Arvind, as Mithal typically goes by, said to process the same 10TB dataset in flash, only 10 computers -- each with 1TB of flash storage -- would be needed. Even including the cost of FPGA-based accelerator hardware, the total price of the system would be less than $70,000 or so, he said.
"This price may go down even further if we consider the fact we don't need as much DRAM on each server on a flash based system," Arvind said. "If we use a lower-end server with less DRAM, the system will cost around $40K."
Maintaining a flash-based system is also much cheaper, he continued, because flash consumes much less power than DRAM, and also because it would require fewer servers. Even when the additional power consumption of flash and FPGA accelerators were factored in, MIT's server network prototype showed that the flash storage device added only about 10% power consumption to the whole system.
In fact, even without their new network configuration, the researchers showed that if servers working on a distributed computation use disk drives to retrieve data just 5% of the time, performance is the same as if it were using flash.
For example, 40 servers with 10TB of RAM could not handle a 10.5TB computation any faster than 20 servers with 20TB worth of flash memory. And, the flash would cost less and consume a fraction of the power.
The researchers were able to make a network of 20 flash-based servers competitive with a network of RAM-based servers by moving some of the computational power off the servers and onto the flash drives' controller chips.
The researchers used flash drives to preprocess some of the data before passing it back to the servers, increasing the efficiency of the distributed computation.

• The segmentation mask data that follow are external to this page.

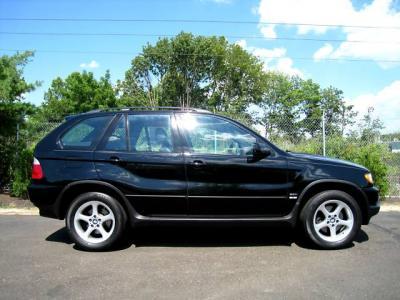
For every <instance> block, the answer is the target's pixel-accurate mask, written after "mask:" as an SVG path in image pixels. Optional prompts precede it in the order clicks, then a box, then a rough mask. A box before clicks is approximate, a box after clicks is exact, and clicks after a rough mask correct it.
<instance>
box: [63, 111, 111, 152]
mask: <svg viewBox="0 0 400 300" xmlns="http://www.w3.org/2000/svg"><path fill="white" fill-rule="evenodd" d="M111 118H112V116H101V117H93V118H88V119H85V120H83V121H81V122H79V123H78V124H75V125H74V126H72V127H71V128H70V129H69V130H68V131H67V132H66V133H64V134H63V136H62V137H61V139H60V142H61V145H62V147H63V148H67V149H75V148H76V149H91V148H92V147H93V146H94V144H95V142H96V141H98V139H99V137H100V134H101V133H102V132H103V131H104V130H105V128H106V127H107V126H108V124H109V122H110V120H111Z"/></svg>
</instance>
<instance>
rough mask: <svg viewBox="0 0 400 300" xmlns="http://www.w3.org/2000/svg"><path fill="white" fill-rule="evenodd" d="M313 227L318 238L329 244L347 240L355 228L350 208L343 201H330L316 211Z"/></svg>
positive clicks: (321, 204) (353, 217)
mask: <svg viewBox="0 0 400 300" xmlns="http://www.w3.org/2000/svg"><path fill="white" fill-rule="evenodd" d="M313 226H314V229H315V231H316V232H317V234H318V236H319V237H320V238H321V239H323V240H324V241H327V242H338V241H341V240H343V239H345V238H346V237H347V236H348V235H349V234H350V232H351V230H352V229H353V226H354V215H353V212H352V211H351V209H350V207H349V206H348V205H347V204H346V203H345V202H343V201H341V200H328V201H325V202H324V203H322V204H321V205H320V206H319V207H318V208H317V210H316V211H315V214H314V218H313Z"/></svg>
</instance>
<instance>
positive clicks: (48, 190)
mask: <svg viewBox="0 0 400 300" xmlns="http://www.w3.org/2000/svg"><path fill="white" fill-rule="evenodd" d="M60 192H61V188H59V187H56V186H53V185H45V184H35V183H31V184H30V185H29V187H28V194H29V200H30V201H31V202H32V203H33V204H34V205H35V206H36V207H37V208H39V214H40V215H41V216H43V217H48V218H55V219H58V214H57V207H56V199H57V197H58V195H59V194H60Z"/></svg>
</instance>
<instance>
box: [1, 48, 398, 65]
mask: <svg viewBox="0 0 400 300" xmlns="http://www.w3.org/2000/svg"><path fill="white" fill-rule="evenodd" d="M0 51H6V52H24V51H32V52H39V53H61V54H106V55H140V54H142V53H141V52H129V51H81V50H32V49H0ZM149 53H152V54H155V55H168V53H166V52H149ZM174 54H175V55H177V56H193V57H224V55H218V54H208V53H206V54H198V53H196V54H195V53H174ZM257 57H259V58H266V59H275V58H276V59H279V58H284V57H282V56H262V57H261V56H257ZM290 58H291V59H293V60H305V61H315V59H314V58H311V57H290ZM318 61H346V62H380V63H400V60H386V59H377V60H374V59H355V58H354V59H353V58H346V57H344V58H322V59H319V60H318Z"/></svg>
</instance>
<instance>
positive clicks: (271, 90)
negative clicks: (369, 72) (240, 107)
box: [254, 72, 356, 142]
mask: <svg viewBox="0 0 400 300" xmlns="http://www.w3.org/2000/svg"><path fill="white" fill-rule="evenodd" d="M258 107H260V108H261V114H260V113H259V114H256V115H255V118H254V119H255V120H254V122H258V123H260V124H262V125H263V126H264V128H265V131H266V133H267V135H269V136H271V135H274V134H275V135H282V136H285V137H287V138H289V139H290V140H291V141H293V142H294V141H297V140H299V139H301V138H304V137H305V136H306V134H308V135H309V136H311V137H314V136H316V135H319V134H321V130H322V126H321V120H322V115H323V113H325V121H326V133H327V134H329V135H332V134H343V133H344V131H345V128H346V127H348V126H349V125H351V124H353V122H354V121H353V119H354V117H355V115H356V113H355V112H354V111H353V107H352V106H349V105H346V103H345V101H344V100H343V92H342V91H341V90H339V89H337V88H334V87H328V88H321V87H320V85H319V84H317V83H315V82H314V81H312V80H311V79H308V80H304V79H302V78H299V77H298V76H288V75H285V74H280V73H276V72H268V73H267V80H266V90H265V93H264V95H263V99H262V101H261V102H260V103H259V104H258Z"/></svg>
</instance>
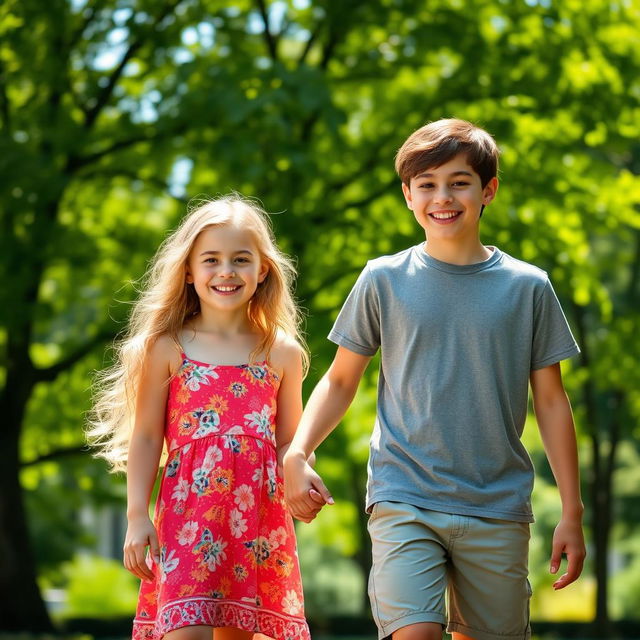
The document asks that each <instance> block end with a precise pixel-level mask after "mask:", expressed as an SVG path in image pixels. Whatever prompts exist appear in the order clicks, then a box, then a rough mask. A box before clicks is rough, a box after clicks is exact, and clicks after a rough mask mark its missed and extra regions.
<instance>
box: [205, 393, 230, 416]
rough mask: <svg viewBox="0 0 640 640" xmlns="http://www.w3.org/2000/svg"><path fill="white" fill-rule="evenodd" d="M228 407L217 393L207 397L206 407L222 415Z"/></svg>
mask: <svg viewBox="0 0 640 640" xmlns="http://www.w3.org/2000/svg"><path fill="white" fill-rule="evenodd" d="M228 408H229V403H228V402H227V401H226V400H225V399H224V398H223V397H222V396H219V395H214V396H211V398H209V404H208V405H207V409H211V410H213V411H215V412H216V413H217V414H218V415H222V414H223V413H224V412H225V411H226V410H227V409H228Z"/></svg>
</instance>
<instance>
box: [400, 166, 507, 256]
mask: <svg viewBox="0 0 640 640" xmlns="http://www.w3.org/2000/svg"><path fill="white" fill-rule="evenodd" d="M497 188H498V181H497V179H496V178H492V179H491V180H490V181H489V182H488V183H487V185H486V186H485V187H484V188H483V187H482V184H481V181H480V176H479V175H478V174H477V173H476V171H475V170H474V169H473V167H471V166H470V165H469V164H468V162H467V157H466V155H465V154H459V155H457V156H455V157H454V158H453V159H451V160H449V162H446V163H445V164H443V165H440V166H439V167H429V168H426V169H424V170H423V171H421V172H420V173H419V174H418V175H417V176H415V177H413V178H412V179H411V183H410V185H408V186H407V185H406V184H404V183H403V185H402V191H403V193H404V197H405V200H406V202H407V206H408V207H409V209H411V210H412V211H413V214H414V216H415V218H416V220H417V221H418V224H419V225H420V226H421V227H422V228H423V229H424V230H425V233H426V235H427V237H428V241H429V242H430V243H434V242H436V243H437V242H438V241H445V242H446V241H455V242H456V243H462V244H465V245H468V244H469V243H474V242H475V243H479V231H478V226H479V220H480V212H481V210H482V206H483V205H487V204H489V203H490V202H491V200H493V198H494V196H495V194H496V190H497Z"/></svg>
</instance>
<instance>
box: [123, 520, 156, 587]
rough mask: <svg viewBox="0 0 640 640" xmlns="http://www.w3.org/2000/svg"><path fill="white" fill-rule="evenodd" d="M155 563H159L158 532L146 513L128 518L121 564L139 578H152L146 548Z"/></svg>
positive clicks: (151, 578)
mask: <svg viewBox="0 0 640 640" xmlns="http://www.w3.org/2000/svg"><path fill="white" fill-rule="evenodd" d="M147 546H148V547H149V554H150V556H151V558H153V562H154V564H155V565H159V564H160V545H159V544H158V534H157V533H156V529H155V527H154V526H153V523H152V522H151V520H150V519H149V516H148V515H146V514H145V515H142V516H139V517H136V518H129V526H128V527H127V534H126V536H125V540H124V549H123V551H124V558H123V564H124V566H125V567H126V568H127V570H128V571H130V572H131V573H133V575H134V576H137V577H138V578H140V579H141V580H153V571H152V570H151V568H150V567H149V565H148V564H147V561H146V557H145V556H146V548H147Z"/></svg>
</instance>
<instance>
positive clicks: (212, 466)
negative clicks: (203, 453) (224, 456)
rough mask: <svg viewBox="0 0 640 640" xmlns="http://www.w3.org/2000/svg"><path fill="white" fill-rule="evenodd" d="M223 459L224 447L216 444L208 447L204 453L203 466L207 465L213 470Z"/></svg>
mask: <svg viewBox="0 0 640 640" xmlns="http://www.w3.org/2000/svg"><path fill="white" fill-rule="evenodd" d="M220 460H222V449H220V447H219V446H218V445H217V444H214V445H213V446H212V447H209V448H208V449H207V452H206V453H205V454H204V460H203V461H202V466H203V467H207V468H208V469H210V470H211V471H213V469H214V468H215V466H216V464H217V463H218V462H220Z"/></svg>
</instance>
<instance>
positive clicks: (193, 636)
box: [162, 625, 213, 640]
mask: <svg viewBox="0 0 640 640" xmlns="http://www.w3.org/2000/svg"><path fill="white" fill-rule="evenodd" d="M212 638H213V627H205V626H202V625H197V626H193V627H182V628H180V629H176V630H175V631H169V633H166V634H165V635H164V636H163V638H162V640H212Z"/></svg>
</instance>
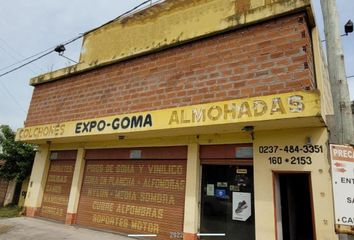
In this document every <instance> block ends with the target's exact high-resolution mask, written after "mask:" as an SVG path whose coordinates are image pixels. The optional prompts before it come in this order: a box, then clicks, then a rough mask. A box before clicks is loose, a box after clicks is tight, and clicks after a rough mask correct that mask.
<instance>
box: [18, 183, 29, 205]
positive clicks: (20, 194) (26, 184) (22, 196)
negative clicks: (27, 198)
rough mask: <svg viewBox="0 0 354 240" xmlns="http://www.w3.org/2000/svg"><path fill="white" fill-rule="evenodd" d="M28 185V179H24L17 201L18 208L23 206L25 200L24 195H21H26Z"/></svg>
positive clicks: (24, 201) (25, 196) (27, 187)
mask: <svg viewBox="0 0 354 240" xmlns="http://www.w3.org/2000/svg"><path fill="white" fill-rule="evenodd" d="M28 184H29V177H28V178H26V179H25V180H24V181H23V182H22V187H21V193H20V199H19V201H18V206H19V207H23V206H24V204H25V199H26V195H23V193H24V192H25V193H27V189H28Z"/></svg>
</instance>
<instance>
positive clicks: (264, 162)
mask: <svg viewBox="0 0 354 240" xmlns="http://www.w3.org/2000/svg"><path fill="white" fill-rule="evenodd" d="M307 137H310V138H311V142H312V144H313V145H319V146H322V147H323V153H312V154H304V153H285V152H284V151H279V152H278V153H260V152H259V148H260V147H261V146H279V148H282V149H284V148H285V146H289V145H297V146H300V147H301V148H303V145H305V144H306V138H307ZM327 140H328V134H327V130H326V128H307V129H306V128H305V129H293V130H279V131H272V132H269V131H268V132H267V131H265V132H257V133H256V134H255V141H254V190H255V191H254V192H255V198H256V202H255V214H256V227H257V236H256V237H257V240H269V239H275V219H274V211H275V210H274V202H273V201H274V197H273V172H278V171H289V172H294V171H295V172H296V171H298V172H310V173H311V181H312V194H313V205H314V206H313V207H314V214H315V216H314V217H315V227H316V235H317V239H321V240H335V239H337V236H336V235H335V233H334V216H333V202H332V188H331V176H330V173H329V170H330V165H329V160H328V157H327V156H328V155H327V145H326V144H327ZM272 156H276V157H282V158H283V162H284V160H285V159H286V158H288V159H289V158H291V157H292V156H295V157H301V156H307V157H311V158H312V164H310V165H309V164H306V165H301V164H296V165H292V164H290V163H283V164H270V163H269V160H268V158H269V157H272Z"/></svg>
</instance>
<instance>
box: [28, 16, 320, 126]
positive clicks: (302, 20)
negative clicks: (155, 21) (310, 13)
mask: <svg viewBox="0 0 354 240" xmlns="http://www.w3.org/2000/svg"><path fill="white" fill-rule="evenodd" d="M101 47H104V46H101ZM315 85H316V84H315V76H314V66H313V56H312V45H311V36H310V33H309V30H308V27H307V23H306V15H305V14H302V13H301V14H296V15H292V16H287V17H283V18H279V19H275V20H270V21H267V22H263V23H261V24H257V25H254V26H249V27H245V28H242V29H239V30H235V31H232V32H228V33H223V34H219V35H217V36H213V37H209V38H206V39H203V40H198V41H195V42H191V43H186V44H183V45H180V46H176V47H174V48H170V49H167V50H164V51H161V52H157V53H152V54H149V55H146V56H142V57H139V58H135V59H131V60H127V61H124V62H120V63H116V64H113V65H110V66H106V67H102V68H99V69H96V70H93V71H90V72H86V73H82V74H79V75H76V76H71V77H68V78H66V79H61V80H58V81H54V82H49V83H45V84H40V85H37V86H36V87H35V89H34V93H33V96H32V100H31V105H30V108H29V113H28V116H27V120H26V124H25V125H26V127H29V126H34V125H40V124H47V123H55V122H63V121H71V120H78V119H87V118H97V117H102V116H109V115H115V114H122V113H131V112H141V111H147V110H155V109H163V108H170V107H177V106H185V105H193V104H198V103H207V102H215V101H221V100H228V99H237V98H247V97H251V96H262V95H269V94H276V93H284V92H291V91H296V90H302V89H315V88H316V86H315Z"/></svg>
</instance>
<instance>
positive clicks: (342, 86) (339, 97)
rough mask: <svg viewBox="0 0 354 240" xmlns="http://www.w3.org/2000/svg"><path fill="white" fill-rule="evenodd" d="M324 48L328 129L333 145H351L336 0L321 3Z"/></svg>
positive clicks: (349, 127)
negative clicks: (326, 78) (329, 82)
mask: <svg viewBox="0 0 354 240" xmlns="http://www.w3.org/2000/svg"><path fill="white" fill-rule="evenodd" d="M321 8H322V13H323V21H324V29H325V35H326V46H327V62H328V72H329V79H330V83H331V92H332V97H333V107H334V121H335V122H334V124H333V126H332V127H331V128H330V134H331V135H332V136H331V139H332V141H335V142H332V143H336V144H353V143H354V141H353V136H354V130H353V119H352V110H351V102H350V97H349V89H348V83H347V78H346V72H345V65H344V54H343V49H342V44H341V39H340V35H341V34H340V30H339V23H338V12H337V6H336V0H321ZM339 239H341V240H353V239H354V237H353V236H349V235H345V234H340V235H339Z"/></svg>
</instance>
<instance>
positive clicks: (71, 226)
mask: <svg viewBox="0 0 354 240" xmlns="http://www.w3.org/2000/svg"><path fill="white" fill-rule="evenodd" d="M61 239H68V240H69V239H70V240H132V238H127V237H124V236H121V235H117V234H112V233H106V232H100V231H94V230H90V229H85V228H79V227H76V226H68V225H64V224H60V223H55V222H51V221H45V220H41V219H36V218H27V217H16V218H0V240H61Z"/></svg>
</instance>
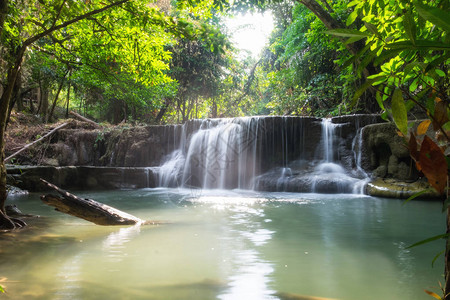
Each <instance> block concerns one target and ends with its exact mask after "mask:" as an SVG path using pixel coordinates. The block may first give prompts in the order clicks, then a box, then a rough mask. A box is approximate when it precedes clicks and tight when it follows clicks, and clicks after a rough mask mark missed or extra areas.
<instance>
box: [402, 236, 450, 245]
mask: <svg viewBox="0 0 450 300" xmlns="http://www.w3.org/2000/svg"><path fill="white" fill-rule="evenodd" d="M449 236H450V233H444V234H439V235H436V236H433V237H430V238H427V239H424V240H422V241H420V242H417V243H414V244H412V245H411V246H408V247H406V249H410V248H413V247H417V246H420V245H423V244H427V243H429V242H434V241H437V240H441V239H446V238H448V237H449Z"/></svg>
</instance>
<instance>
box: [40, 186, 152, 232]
mask: <svg viewBox="0 0 450 300" xmlns="http://www.w3.org/2000/svg"><path fill="white" fill-rule="evenodd" d="M41 182H42V183H43V184H45V185H46V186H47V187H48V188H50V189H53V190H55V191H57V192H58V193H59V194H60V195H61V196H62V197H58V196H55V195H51V194H48V195H42V196H41V200H42V201H43V202H44V203H45V204H47V205H50V206H53V207H56V210H57V211H60V212H62V213H66V214H69V215H72V216H75V217H78V218H82V219H85V220H87V221H89V222H92V223H95V224H97V225H134V224H144V223H146V222H144V221H143V220H141V219H139V218H137V217H135V216H132V215H130V214H127V213H125V212H123V211H120V210H118V209H116V208H114V207H111V206H108V205H106V204H103V203H99V202H97V201H94V200H92V199H82V198H79V197H77V196H76V195H73V194H71V193H69V192H67V191H65V190H62V189H60V188H59V187H57V186H56V185H53V184H51V183H49V182H47V181H45V180H43V179H41Z"/></svg>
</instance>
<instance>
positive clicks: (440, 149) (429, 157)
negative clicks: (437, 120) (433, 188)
mask: <svg viewBox="0 0 450 300" xmlns="http://www.w3.org/2000/svg"><path fill="white" fill-rule="evenodd" d="M419 162H420V166H421V168H422V172H423V173H424V175H425V176H426V177H427V179H428V182H429V183H430V185H431V186H432V187H434V188H435V189H436V190H437V191H438V193H439V194H443V193H444V190H445V187H446V186H447V161H446V160H445V156H444V153H443V152H442V149H441V148H440V147H439V146H438V145H436V143H435V142H433V140H431V139H430V138H429V137H428V136H425V137H424V139H423V142H422V146H421V147H420V153H419Z"/></svg>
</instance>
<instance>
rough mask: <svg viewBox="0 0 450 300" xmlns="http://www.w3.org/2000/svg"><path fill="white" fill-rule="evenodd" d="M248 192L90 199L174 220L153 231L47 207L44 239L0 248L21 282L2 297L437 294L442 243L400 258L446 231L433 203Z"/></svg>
mask: <svg viewBox="0 0 450 300" xmlns="http://www.w3.org/2000/svg"><path fill="white" fill-rule="evenodd" d="M164 194H167V195H166V196H164ZM248 194H249V193H248ZM248 194H245V193H241V192H235V191H233V192H228V194H227V193H225V192H216V191H214V192H212V191H211V192H210V191H206V192H205V191H203V192H202V194H201V195H197V197H195V196H196V195H193V194H192V193H190V192H189V191H188V193H184V194H183V195H179V194H176V193H175V192H172V190H170V193H169V192H167V190H162V189H159V190H150V189H145V190H136V191H123V192H122V191H114V192H111V193H109V194H108V193H98V194H97V195H91V196H90V198H94V199H97V198H99V197H104V199H102V200H103V202H105V203H108V201H111V200H108V198H114V199H116V198H120V201H117V203H115V204H116V205H117V207H118V208H121V209H122V210H124V211H134V212H138V215H139V216H140V217H142V218H143V219H155V218H156V219H163V220H169V221H170V222H171V223H170V224H167V225H164V226H159V227H146V226H145V227H142V228H140V227H138V226H137V227H123V228H120V227H119V228H117V227H107V228H105V227H99V226H94V225H86V224H85V223H80V222H76V223H74V222H73V221H72V219H71V218H69V217H65V216H63V215H61V214H56V213H54V214H53V212H52V211H51V210H48V208H47V207H45V210H43V211H42V212H39V214H42V215H45V213H46V212H51V214H49V216H50V218H53V216H55V218H56V217H58V220H59V221H58V223H57V225H55V226H51V227H52V231H50V232H48V233H47V234H46V235H45V236H41V235H40V236H36V237H35V236H34V235H33V236H31V237H26V236H25V235H23V234H21V235H17V236H14V238H12V237H11V244H9V243H5V242H6V241H5V239H6V236H4V237H3V241H0V244H1V245H0V247H1V248H0V249H1V251H2V256H4V257H5V258H4V259H2V260H0V271H1V274H0V276H5V277H7V278H8V279H9V280H14V281H16V280H20V283H14V284H12V283H9V282H8V283H7V284H6V285H7V292H8V295H6V296H5V295H2V297H6V298H5V299H14V300H16V299H26V300H29V299H83V300H89V299H133V300H135V299H136V300H137V299H143V300H144V299H145V300H148V299H152V300H169V299H183V300H184V299H196V300H197V299H198V300H200V299H208V300H209V299H226V300H229V299H233V300H234V299H237V300H240V299H258V300H259V299H295V298H294V297H297V298H299V297H303V298H304V299H316V298H311V297H310V298H308V297H307V296H300V295H310V296H316V297H329V298H336V299H341V300H343V299H345V300H356V299H358V300H359V299H364V300H379V299H386V300H393V299H408V300H422V299H427V295H425V294H424V293H423V290H424V289H430V290H433V291H435V292H439V289H438V288H434V287H436V286H438V280H439V279H441V273H442V269H443V267H442V266H443V261H442V258H440V259H439V260H438V261H437V262H436V266H435V268H434V269H432V268H431V261H432V259H433V257H434V256H435V255H436V254H437V253H438V252H439V251H440V250H441V249H443V247H444V245H443V244H442V243H441V244H439V245H435V244H433V243H430V244H429V245H426V246H424V247H415V248H412V249H406V247H407V246H409V245H411V244H412V243H414V242H417V241H418V240H422V239H425V238H427V237H429V236H433V235H436V234H439V233H440V230H442V229H443V228H444V226H442V224H444V225H445V216H443V215H441V214H440V209H441V205H440V204H439V203H437V204H436V205H435V204H433V203H428V202H427V203H425V202H414V203H413V202H411V203H409V204H408V205H407V206H402V204H401V202H395V200H382V199H374V198H370V197H366V198H356V197H353V198H348V196H345V197H344V196H339V195H329V196H328V195H312V194H311V195H304V194H302V195H301V194H295V195H294V194H287V193H272V194H267V195H257V194H256V193H253V195H248ZM186 198H189V200H186ZM35 203H36V201H35V200H30V204H29V205H30V207H36V204H35ZM33 205H34V206H33ZM38 208H39V207H38ZM32 212H33V213H35V212H34V211H32ZM69 223H70V224H69ZM60 225H63V226H60ZM149 228H154V230H153V229H152V230H148V229H149ZM7 240H9V239H7ZM12 240H14V248H13V247H8V248H11V249H10V250H8V248H6V246H7V245H8V246H12ZM81 240H83V242H80V241H81ZM9 295H10V296H9ZM33 295H35V296H33ZM299 299H302V298H299Z"/></svg>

"This is not a replacement for DRAM [dynamic RAM] or anything like that," Arvind said.
Arvind performed the work with a group of graduate students and researchers at Quanta Computer. The research showed there are likely many applications that can replace RAM and take advantage of a flash-based computer architecture's lower cost.
"Everybody's experimenting with different aspects of flash. We're just trying to establish another point in the design space," Arvind said.